A estudante classificou a conduta como invasiva, constrangedora e absolutamente inaceitável.
“Tal conduta foi invasiva, constrangedora e absolutamente inaceitável, configurando violação clara dos meus limites, da minha dignidade e da minha integridade física e moral. Ressalto de forma categórica que não houve autorização, consentimento, permissão implícita ou qualquer comportamento de minha parte que pudesse justificar, relativizar ou minimizar esse ato”, afirmou.
Ainda conforme o relato da jovem, após o ocorrido, ela não teria recebido acolhimento por parte dos responsáveis pelo local. Segundo Any Kataryne, a situação foi minimizada e tratada como “brincadeira”.

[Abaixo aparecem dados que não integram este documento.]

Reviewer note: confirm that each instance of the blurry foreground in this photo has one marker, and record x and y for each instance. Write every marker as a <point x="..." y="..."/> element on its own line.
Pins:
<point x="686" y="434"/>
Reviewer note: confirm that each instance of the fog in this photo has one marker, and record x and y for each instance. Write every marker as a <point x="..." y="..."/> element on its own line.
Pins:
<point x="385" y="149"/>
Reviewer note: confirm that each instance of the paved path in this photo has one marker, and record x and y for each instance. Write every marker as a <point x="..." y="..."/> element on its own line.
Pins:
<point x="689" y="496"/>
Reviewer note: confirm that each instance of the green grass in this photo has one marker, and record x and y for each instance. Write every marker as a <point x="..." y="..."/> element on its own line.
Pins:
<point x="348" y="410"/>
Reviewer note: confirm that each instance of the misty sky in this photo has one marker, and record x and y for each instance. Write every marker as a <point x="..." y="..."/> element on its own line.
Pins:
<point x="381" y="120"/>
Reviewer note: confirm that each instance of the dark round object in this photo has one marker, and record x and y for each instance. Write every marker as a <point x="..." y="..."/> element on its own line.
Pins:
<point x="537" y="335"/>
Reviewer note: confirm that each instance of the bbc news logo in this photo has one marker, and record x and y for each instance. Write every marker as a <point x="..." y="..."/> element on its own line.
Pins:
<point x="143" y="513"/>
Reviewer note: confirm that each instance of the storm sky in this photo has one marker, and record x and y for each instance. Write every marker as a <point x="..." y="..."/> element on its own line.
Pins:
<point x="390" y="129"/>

“Importante registrar que, em nenhum momento, fui acolhida após o ocorrido. Ao contrário, houve tentativa de me constranger ainda mais, quando o responsável passou a minimizar a situação, afirmando que se tratava de “brincadeira” e insinuando que eu estaria exagerando ou buscando chamar atenção. Essa postura reforça a gravidade do ocorrido e evidencia a ausência total de respeito e responsabilidade diante de uma conduta inadequada. Deixo claro, de forma inequívoca, que não houve mal-entendido, não houve exagero e não houve interpretação equivocada. Houve toque indevido”, destacou.

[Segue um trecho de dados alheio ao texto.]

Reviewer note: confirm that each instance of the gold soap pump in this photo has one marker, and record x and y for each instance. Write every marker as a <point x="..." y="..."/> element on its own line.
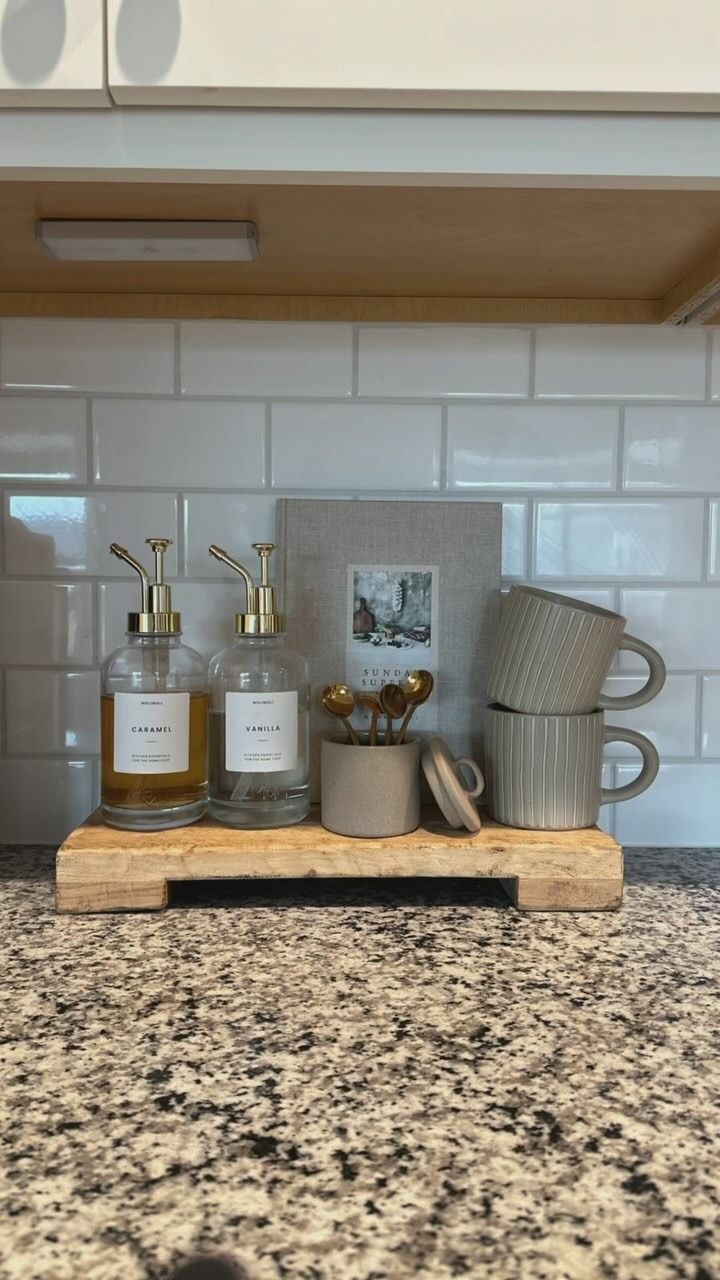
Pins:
<point x="261" y="616"/>
<point x="156" y="616"/>
<point x="154" y="713"/>
<point x="259" y="713"/>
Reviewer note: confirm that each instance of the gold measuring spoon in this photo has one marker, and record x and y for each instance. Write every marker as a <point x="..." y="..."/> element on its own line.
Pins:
<point x="393" y="704"/>
<point x="340" y="700"/>
<point x="417" y="686"/>
<point x="370" y="703"/>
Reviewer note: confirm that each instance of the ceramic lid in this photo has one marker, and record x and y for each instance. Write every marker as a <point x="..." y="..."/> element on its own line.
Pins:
<point x="454" y="796"/>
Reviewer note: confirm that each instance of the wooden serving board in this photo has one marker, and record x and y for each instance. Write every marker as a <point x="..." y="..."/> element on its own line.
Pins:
<point x="103" y="869"/>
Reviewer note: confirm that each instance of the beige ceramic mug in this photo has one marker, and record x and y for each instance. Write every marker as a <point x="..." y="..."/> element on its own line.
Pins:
<point x="552" y="656"/>
<point x="545" y="772"/>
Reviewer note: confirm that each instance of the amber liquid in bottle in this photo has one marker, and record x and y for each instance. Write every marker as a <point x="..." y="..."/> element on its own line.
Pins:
<point x="151" y="791"/>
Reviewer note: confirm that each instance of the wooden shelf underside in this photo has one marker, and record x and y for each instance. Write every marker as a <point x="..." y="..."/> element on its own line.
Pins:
<point x="381" y="254"/>
<point x="104" y="869"/>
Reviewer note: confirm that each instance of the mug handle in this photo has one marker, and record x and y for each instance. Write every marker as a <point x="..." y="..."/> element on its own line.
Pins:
<point x="648" y="772"/>
<point x="650" y="690"/>
<point x="479" y="781"/>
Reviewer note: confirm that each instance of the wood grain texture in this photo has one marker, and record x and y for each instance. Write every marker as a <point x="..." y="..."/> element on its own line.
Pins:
<point x="103" y="869"/>
<point x="377" y="254"/>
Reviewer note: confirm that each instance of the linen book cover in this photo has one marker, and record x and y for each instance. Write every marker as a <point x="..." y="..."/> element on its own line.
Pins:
<point x="374" y="589"/>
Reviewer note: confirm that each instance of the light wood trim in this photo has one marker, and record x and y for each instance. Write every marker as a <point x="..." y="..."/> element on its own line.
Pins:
<point x="409" y="310"/>
<point x="700" y="284"/>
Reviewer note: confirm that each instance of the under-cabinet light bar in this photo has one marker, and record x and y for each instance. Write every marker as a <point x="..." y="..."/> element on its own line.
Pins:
<point x="149" y="241"/>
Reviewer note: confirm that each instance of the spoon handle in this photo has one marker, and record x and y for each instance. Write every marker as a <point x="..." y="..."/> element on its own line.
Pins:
<point x="351" y="732"/>
<point x="405" y="723"/>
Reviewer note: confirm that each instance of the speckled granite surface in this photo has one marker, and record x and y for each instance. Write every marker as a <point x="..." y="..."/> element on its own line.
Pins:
<point x="363" y="1082"/>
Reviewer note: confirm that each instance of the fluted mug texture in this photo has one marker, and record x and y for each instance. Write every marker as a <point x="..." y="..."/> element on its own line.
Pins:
<point x="545" y="772"/>
<point x="552" y="656"/>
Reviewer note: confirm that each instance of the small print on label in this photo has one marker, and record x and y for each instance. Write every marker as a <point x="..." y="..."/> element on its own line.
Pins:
<point x="260" y="732"/>
<point x="151" y="734"/>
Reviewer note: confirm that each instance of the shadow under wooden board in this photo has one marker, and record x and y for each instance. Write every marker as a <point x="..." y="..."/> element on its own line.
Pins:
<point x="104" y="869"/>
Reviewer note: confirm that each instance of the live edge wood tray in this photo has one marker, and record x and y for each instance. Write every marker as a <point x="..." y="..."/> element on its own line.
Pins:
<point x="103" y="869"/>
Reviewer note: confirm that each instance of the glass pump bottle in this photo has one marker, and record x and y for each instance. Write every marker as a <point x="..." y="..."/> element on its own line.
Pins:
<point x="154" y="714"/>
<point x="259" y="713"/>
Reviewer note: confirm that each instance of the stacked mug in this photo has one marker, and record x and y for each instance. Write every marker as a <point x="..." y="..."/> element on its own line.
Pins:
<point x="546" y="727"/>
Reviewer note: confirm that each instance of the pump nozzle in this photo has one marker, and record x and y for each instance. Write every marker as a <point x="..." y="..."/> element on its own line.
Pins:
<point x="261" y="617"/>
<point x="156" y="615"/>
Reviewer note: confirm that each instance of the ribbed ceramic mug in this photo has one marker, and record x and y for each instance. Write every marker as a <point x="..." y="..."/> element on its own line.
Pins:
<point x="545" y="772"/>
<point x="552" y="656"/>
<point x="369" y="791"/>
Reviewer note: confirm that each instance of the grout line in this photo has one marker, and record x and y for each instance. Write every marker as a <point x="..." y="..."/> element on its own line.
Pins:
<point x="532" y="365"/>
<point x="268" y="449"/>
<point x="620" y="457"/>
<point x="89" y="444"/>
<point x="355" y="374"/>
<point x="698" y="712"/>
<point x="531" y="524"/>
<point x="478" y="400"/>
<point x="443" y="446"/>
<point x="706" y="540"/>
<point x="177" y="373"/>
<point x="180" y="535"/>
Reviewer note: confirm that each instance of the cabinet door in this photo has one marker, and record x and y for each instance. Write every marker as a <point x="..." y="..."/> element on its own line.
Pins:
<point x="566" y="54"/>
<point x="53" y="53"/>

A estudante reforçou que qualquer contato físico sem consentimento é inadmissível.
“De maneira igualmente clara, ressalto que qualquer contato físico sem consentimento é inadmissível, independentemente do contexto, da relação entre as partes ou de qualquer justificativa posterior. E fica o aviso: meu corpo não é convite. Qualquer homem que pense o contrário está devidamente avisado. Toque sem consentimento é desrespeito, é violência e não será tolerado”, declarou.

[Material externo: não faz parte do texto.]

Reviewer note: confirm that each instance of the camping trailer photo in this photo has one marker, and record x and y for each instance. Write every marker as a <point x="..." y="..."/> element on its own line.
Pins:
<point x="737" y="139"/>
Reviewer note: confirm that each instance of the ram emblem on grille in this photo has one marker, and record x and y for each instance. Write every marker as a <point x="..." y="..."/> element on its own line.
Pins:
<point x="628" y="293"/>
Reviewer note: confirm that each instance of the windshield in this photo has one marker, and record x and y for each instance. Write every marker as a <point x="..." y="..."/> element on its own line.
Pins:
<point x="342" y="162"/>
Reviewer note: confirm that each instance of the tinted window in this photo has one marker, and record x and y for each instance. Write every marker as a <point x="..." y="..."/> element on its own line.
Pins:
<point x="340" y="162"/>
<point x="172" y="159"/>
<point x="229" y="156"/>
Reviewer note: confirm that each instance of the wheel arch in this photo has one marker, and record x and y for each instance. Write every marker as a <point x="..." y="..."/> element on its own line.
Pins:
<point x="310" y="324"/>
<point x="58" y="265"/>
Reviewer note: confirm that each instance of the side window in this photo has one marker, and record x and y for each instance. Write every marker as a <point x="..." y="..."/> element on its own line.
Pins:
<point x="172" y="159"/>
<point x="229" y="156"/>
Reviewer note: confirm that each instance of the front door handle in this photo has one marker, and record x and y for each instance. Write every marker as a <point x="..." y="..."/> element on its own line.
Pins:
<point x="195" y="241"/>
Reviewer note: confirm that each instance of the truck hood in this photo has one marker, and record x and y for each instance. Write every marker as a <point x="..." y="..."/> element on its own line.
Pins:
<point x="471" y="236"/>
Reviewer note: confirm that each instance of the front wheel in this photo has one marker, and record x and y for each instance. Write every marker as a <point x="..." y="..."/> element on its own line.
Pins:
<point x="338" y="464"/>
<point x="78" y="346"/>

A estudante disse ainda que o caso foi formalmente denunciado, com registro de Boletim de Ocorrência e apresentação de testemunhas. Durante o procedimento policial, segundo o relato, foi informado que as câmeras de segurança do estabelecimento não estariam funcionando e que o DVR do sistema de monitoramento teria desaparecido, fato que será apurado no curso da investigação.
O caso segue sob investigação pelas autoridades competentes.
Após a repercussão do caso, o estabelecimento Estação Adega Bar divulgou nota oficial.
Veja na íntegra:
O Estação Adega Bar informa que tomou conhecimento das publicações recentes envolvendo uma alegação relacionada às dependências do estabelecimento. O estabelecimento trata com seriedade qualquer relato de desconforto ou situação relatada, reafirmando seu compromisso permanente com a manutenção de um ambiente seguro e respeitoso. A situação encontra-se sob análise, com acompanhamento de assessoria jurídica, pelas instâncias competentes. Por orientação jurídica, o estabelecimento não fará manifestações sobre o mérito dos fatos enquanto perdurar a apuração.
Reitera-se o respeito a todas as pessoas envolvidas, bem como a disposição em colaborar com os procedimentos cabíveis, preservando a integridade, a dignidade e os direitos de todos.